Tudor ran upstairs to her parent’s bedroom and dialed 9-1-1. While on the phone, she heard the family poodle growl. The man had returned, this time with a bandana covering his face. He was armed with a 3-and-a-half-foot stick he’d grabbed from the garage.

Seeing her on the phone, Gillmore yanked it out of the wall, kicked over a lamp and demanded to know who she was talking to.

She lied and said her brother.

Gillmore punched her in the stomach, slammed her up against the wall and threatened her with the stick. Then he scooped her up and threw her onto her parents’ bed.

Tudor fought like hell. The struggle landed her on the floor, where he attempted to rape her.

She pleaded with him not to hurt her and told Gillmore she was a virgin. He called her a liar and tried, but failed, to penetrate her.

Then, they heard a noise downstairs. Thinking quickly, Tudor said she heard someone coming.

After rifling through a dresser drawer looking for cash, Gillmore took off.

Tudor grabbed a bathrobe and ran out the front door just as the police arrived. Although she’s not usually a detail-oriented person, Tudor gave a very accurate description of her would-be rapist to a police sketch artist — because he so closely resembled her brother’s friend. She was the only victim to see his face.

A short time later, a sheriff’s deputy patrolling the Powell Butte area noticed a motorist who looked like the man in the composite drawing. He stopped and questioned the man, but had no further reason to hold him. But he jotted the man’s name on the back of the sketch. It was Richard Troy Gillmore.

Rapist is captured

Seven years later, when Gillmore raped Edens, Gresham police recognized the name on the back of that sketch as someone who’d applied to be hired as a police officer. Another officer, a neighbor of Gillmore’s who’d recommended him for the job, realized the true nature of his interest in evidence collection and rape cases.

Police used fingerprints Gillmore submitted as part of the hiring process to connect him to the Edens’ rape, as well as another. They arrested the Troutdale man when he was on his way home from work at a local tire shop.

Tudor remembers seeing Edens and the other victims at the trial. The girl was practicing her dance steps in the courthouse hallway. “Every single one of them was still a mess,” Tudor says of Gillmore’s victims. “We were all afraid to be home alone. It was very sad to see.”

At that moment, Tudor made the conscious decision to not live in fear.

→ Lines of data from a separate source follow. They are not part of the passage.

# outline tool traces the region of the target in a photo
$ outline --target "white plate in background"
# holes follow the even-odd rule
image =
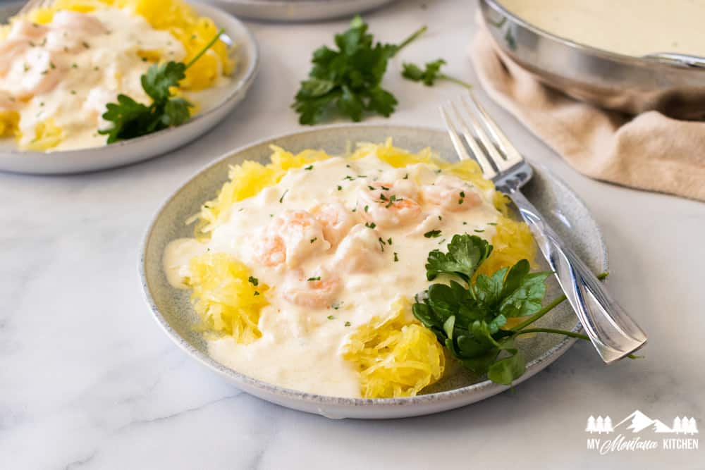
[[[16,3],[0,5],[0,23],[21,6],[22,4]],[[193,4],[192,6],[199,15],[211,18],[225,29],[225,35],[236,44],[233,54],[238,56],[238,66],[233,80],[220,90],[222,97],[209,109],[181,125],[104,147],[53,152],[1,149],[0,171],[49,175],[122,166],[174,150],[217,125],[243,100],[257,75],[259,66],[257,44],[247,27],[229,13],[208,5]],[[9,139],[3,140],[11,144]]]
[[[271,21],[316,21],[350,16],[394,0],[204,0],[233,15]]]

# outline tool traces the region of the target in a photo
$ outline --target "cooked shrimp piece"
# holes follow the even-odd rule
[[[13,21],[8,38],[25,39],[25,41],[41,39],[48,31],[49,28],[46,26],[37,25],[27,20],[20,19]]]
[[[421,223],[414,228],[410,233],[424,234],[431,230],[440,228],[443,225],[443,214],[439,209],[429,212]]]
[[[374,271],[382,261],[379,233],[359,223],[341,242],[333,266],[338,272],[364,273]]]
[[[267,266],[296,266],[316,253],[328,250],[323,227],[307,211],[284,211],[264,228],[255,252]]]
[[[323,236],[331,246],[337,245],[348,235],[357,218],[340,202],[327,202],[314,207],[311,212],[323,227]]]
[[[15,59],[21,56],[28,47],[29,43],[24,39],[8,39],[0,43],[0,77],[8,73]]]
[[[17,101],[7,92],[0,89],[0,111],[13,111],[17,108]]]
[[[68,10],[60,10],[55,13],[51,27],[53,30],[85,32],[93,36],[107,31],[103,23],[96,17]]]
[[[12,90],[18,99],[28,99],[51,92],[66,75],[66,69],[49,51],[32,47],[25,57],[26,63],[16,63],[11,72],[13,75],[17,73],[22,77],[21,81],[16,84],[17,88]],[[17,67],[25,69],[16,70]]]
[[[441,175],[433,185],[422,187],[424,199],[447,211],[467,211],[482,204],[482,199],[470,185],[455,176]]]
[[[421,206],[416,197],[416,189],[408,181],[374,183],[362,190],[357,201],[357,212],[367,222],[380,227],[404,225],[421,216]]]
[[[290,273],[284,281],[283,297],[293,304],[309,309],[331,306],[343,288],[343,283],[335,274],[321,271],[305,278],[301,271]]]

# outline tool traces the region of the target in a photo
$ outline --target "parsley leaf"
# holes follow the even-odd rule
[[[433,280],[441,273],[460,276],[466,283],[492,252],[492,245],[477,235],[455,235],[448,245],[448,253],[434,249],[429,253],[426,277]]]
[[[207,51],[223,34],[218,32],[206,47],[188,64],[169,61],[154,64],[140,77],[145,92],[152,98],[151,104],[138,103],[125,94],[118,94],[117,103],[108,103],[102,118],[112,123],[98,133],[107,135],[106,143],[133,139],[172,126],[180,125],[191,116],[191,103],[175,97],[172,89],[186,76],[186,70]]]
[[[491,276],[480,274],[472,282],[492,245],[464,234],[453,236],[448,248],[448,253],[429,253],[427,277],[432,280],[443,273],[463,283],[451,279],[448,284],[431,284],[416,295],[412,312],[466,369],[510,385],[526,371],[524,356],[515,345],[519,335],[548,333],[588,340],[572,331],[527,328],[565,299],[562,296],[541,307],[550,272],[531,273],[529,261],[522,259]],[[510,326],[508,319],[513,317],[519,317],[519,322]]]
[[[375,43],[367,24],[355,16],[348,30],[336,35],[336,49],[322,46],[314,51],[309,78],[301,82],[291,105],[299,122],[316,124],[331,111],[356,122],[367,113],[388,117],[398,102],[381,86],[387,63],[426,29],[398,45]]]
[[[432,87],[437,80],[445,80],[465,87],[468,89],[472,88],[472,85],[467,82],[441,73],[441,67],[444,65],[446,65],[446,61],[442,58],[436,59],[432,62],[427,62],[426,67],[423,69],[415,64],[405,62],[402,64],[401,75],[404,78],[412,82],[422,82],[427,87]]]

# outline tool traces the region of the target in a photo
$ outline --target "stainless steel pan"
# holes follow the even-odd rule
[[[495,0],[479,0],[490,35],[539,80],[599,106],[636,114],[661,111],[705,117],[705,58],[654,51],[624,56],[558,37],[533,26]]]

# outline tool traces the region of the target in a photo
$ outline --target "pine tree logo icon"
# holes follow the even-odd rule
[[[606,416],[603,418],[601,416],[597,416],[597,419],[595,417],[590,416],[587,419],[587,424],[585,426],[585,431],[593,434],[597,433],[598,434],[609,434],[610,433],[614,432],[614,428],[612,427],[612,419],[609,416]]]

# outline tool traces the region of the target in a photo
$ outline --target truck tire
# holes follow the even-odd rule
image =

“Otherwise you’re continually violated,” she says. Between the fear and isolation rape victims feel, “It holds you prisoner, it really does.”

But that doesn’t mean she isn’t hyper aware of her surroundings. Tudor is not only on high alert in parking lots, she works out just in case.

Will her resolve to live without fear change if Gillmore is released?

Tudor thinks long and hard.

“I really don’t know,” she says.

What she does know is Gillmore needs to remain locked up. She echoes what Edens, Deputy District Attorney Ratto and the three psychologists who’ve examined say — he’s still dangerous and is likely to rape again.

In fact, at last week’s hearing when a board member pointedly asked Ratto if he thought any of Gillmore’s testimony was truthful, Ratto flat out said, “I don’t believe a thing he says.”

Neither does Tudor.

“It’s not just one victim. It’s not over a short time span. It’s a pattern,” Tudor says. “That is what is so crucial here. … It’s not right, the fact that they (parole board members) are even considering letting him out.”

And although Gillmore claims to have been rehabilitated, Tudor doesn’t believe that’s possible.

“Are we as a society willing to take that chance?” she asks. “Are you willing to take that chance with your daughter? I think the answer has got to be no.”